# Stuffed Flank Steak (TNT)



## GB (Feb 14, 2005)

Stuffed Flank Steak

1.5 cups cherry or grape tomatoes - halfed
1 cup (4oz) fontina cheese (can also use gouda) cubed
1.5 to 2lb flank steak
salt
pepper
EVOO

Start by butterflying the flank steak.
Using a sharp boning knife, score the meat lengthwise down the center of the steak, cutting halfway through its thickness. Fold the steak like a book along the cut and freeze for 15 minutes to firm it up. When chilled, CAREFULLY slice the top half of the steak horizontally to (but not through) the end keeping the knife blade parallel to the work surface. Open up the "wing", flip the steak over, and do the same thing on the other half of the steak. Unfolded, it should form a rectangle roughly twice its original size.

Place a piece of plastic wrap over the steak and pound the meat to tenderize. Season with salt and pepper.

Toss the tomatoes and cheese together and season with salt and pepper.

Put tomatoes and cheese on steak and roll up. Some filling will spill out. just stuff that back in at the end if possible. Take some butchers twine and tie the steak in 4 or 5 places. Season with salt and pepper. 

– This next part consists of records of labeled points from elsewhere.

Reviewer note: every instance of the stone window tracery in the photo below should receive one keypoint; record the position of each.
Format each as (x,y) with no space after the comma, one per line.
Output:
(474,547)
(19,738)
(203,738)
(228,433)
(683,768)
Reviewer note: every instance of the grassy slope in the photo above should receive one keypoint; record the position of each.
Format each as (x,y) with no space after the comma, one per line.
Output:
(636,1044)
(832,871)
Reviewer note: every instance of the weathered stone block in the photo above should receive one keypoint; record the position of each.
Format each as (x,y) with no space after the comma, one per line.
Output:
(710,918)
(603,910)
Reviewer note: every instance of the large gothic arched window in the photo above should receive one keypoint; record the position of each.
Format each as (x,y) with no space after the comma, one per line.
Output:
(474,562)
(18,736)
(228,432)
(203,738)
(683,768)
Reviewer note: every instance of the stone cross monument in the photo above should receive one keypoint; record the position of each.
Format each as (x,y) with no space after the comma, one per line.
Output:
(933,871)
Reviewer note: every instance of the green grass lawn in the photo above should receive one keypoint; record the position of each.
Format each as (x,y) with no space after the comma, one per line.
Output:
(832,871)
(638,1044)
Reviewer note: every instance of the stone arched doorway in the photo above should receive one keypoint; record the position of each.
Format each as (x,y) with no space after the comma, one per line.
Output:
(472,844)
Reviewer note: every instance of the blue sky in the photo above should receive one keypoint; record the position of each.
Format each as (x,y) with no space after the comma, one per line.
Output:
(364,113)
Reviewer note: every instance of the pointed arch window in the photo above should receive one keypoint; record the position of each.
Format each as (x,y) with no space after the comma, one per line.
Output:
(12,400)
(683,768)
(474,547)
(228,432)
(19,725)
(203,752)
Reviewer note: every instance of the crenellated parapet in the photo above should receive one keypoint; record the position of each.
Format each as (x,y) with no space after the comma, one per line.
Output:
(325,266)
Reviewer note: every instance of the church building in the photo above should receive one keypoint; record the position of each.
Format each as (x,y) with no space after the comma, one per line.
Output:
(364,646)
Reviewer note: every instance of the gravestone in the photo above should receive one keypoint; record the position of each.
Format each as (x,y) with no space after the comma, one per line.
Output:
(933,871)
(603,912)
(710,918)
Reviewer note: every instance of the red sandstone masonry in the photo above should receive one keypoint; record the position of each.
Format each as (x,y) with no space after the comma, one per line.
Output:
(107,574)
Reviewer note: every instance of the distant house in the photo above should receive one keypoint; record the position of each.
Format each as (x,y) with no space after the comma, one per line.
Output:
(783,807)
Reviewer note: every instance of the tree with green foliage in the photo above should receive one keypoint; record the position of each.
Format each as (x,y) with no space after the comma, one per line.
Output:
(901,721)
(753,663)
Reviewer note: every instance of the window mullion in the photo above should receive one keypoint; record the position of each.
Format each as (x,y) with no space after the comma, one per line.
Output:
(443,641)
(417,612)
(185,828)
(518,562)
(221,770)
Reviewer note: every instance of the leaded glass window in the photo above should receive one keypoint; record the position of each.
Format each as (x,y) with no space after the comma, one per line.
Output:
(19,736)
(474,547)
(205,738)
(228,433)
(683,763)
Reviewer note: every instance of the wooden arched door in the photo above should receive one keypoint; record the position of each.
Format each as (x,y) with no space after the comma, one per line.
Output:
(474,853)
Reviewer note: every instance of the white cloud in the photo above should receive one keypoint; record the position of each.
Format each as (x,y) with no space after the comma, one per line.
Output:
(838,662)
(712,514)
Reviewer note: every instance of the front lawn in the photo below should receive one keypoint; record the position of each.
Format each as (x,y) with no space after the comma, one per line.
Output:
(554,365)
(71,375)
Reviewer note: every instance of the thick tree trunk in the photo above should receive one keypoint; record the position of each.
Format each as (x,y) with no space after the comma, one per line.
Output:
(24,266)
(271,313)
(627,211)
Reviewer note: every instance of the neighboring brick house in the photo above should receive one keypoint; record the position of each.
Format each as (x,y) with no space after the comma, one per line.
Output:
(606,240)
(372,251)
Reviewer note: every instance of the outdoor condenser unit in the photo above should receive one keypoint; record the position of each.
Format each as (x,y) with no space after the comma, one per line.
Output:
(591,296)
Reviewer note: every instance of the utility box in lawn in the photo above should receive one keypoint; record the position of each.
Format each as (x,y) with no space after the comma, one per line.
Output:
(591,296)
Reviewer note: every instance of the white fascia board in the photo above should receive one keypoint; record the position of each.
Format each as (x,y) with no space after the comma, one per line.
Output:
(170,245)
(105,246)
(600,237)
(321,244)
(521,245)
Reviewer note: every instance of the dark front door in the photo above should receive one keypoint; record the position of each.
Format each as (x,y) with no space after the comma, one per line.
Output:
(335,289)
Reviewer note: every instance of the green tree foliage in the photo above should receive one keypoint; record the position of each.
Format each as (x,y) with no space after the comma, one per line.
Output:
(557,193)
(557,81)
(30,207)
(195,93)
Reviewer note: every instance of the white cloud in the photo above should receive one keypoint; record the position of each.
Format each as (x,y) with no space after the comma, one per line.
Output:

Sear the steak on all side in oil in an ovenproof skillet over med-high heat. End with seam side down. Place the pan in the oven and roast steak until it reaches an internal temp of 140 (might be a bit high for some people, but it insures the cheese melts well). Remove steak and let it rest for 10 minutes before slicing.

Serve with Chimichurri Sauce


----------



## middie (Feb 14, 2005)

aww man geebs you forgot to invite me to dinner again


----------



## PA Baker (Feb 14, 2005)

Me too, GB!  And Middie and I could have baby sat Rachel while you and your wife had a nice, quiet dinner!

This sounds like a great recipe--can't wait to try it!


----------



## GB (Feb 14, 2005)

This is an open invitation to any and all DC members. If you are ever in my area you are more than welcome...No wait I take that back...You MUST come to my house for dinner


----------



## ronjohn55 (Feb 14, 2005)

GB, that looks great!

But, where's the step where you grab the scorching hot handle of the pan??  

John


----------



## GB (Feb 14, 2005)

I thought everyone would just automatically know to do that. We are all foodies after all. Some things are just common sense


----------



## middie (Feb 14, 2005)

PA Baker said:
			
		

> Me too, GB!  And Middie and I could have baby sat Rachel while you and your wife had a nice, quiet dinner!
> 
> This sounds like a great recipe--can't wait to try it!



yeah ... exactly what Pa said !!


----------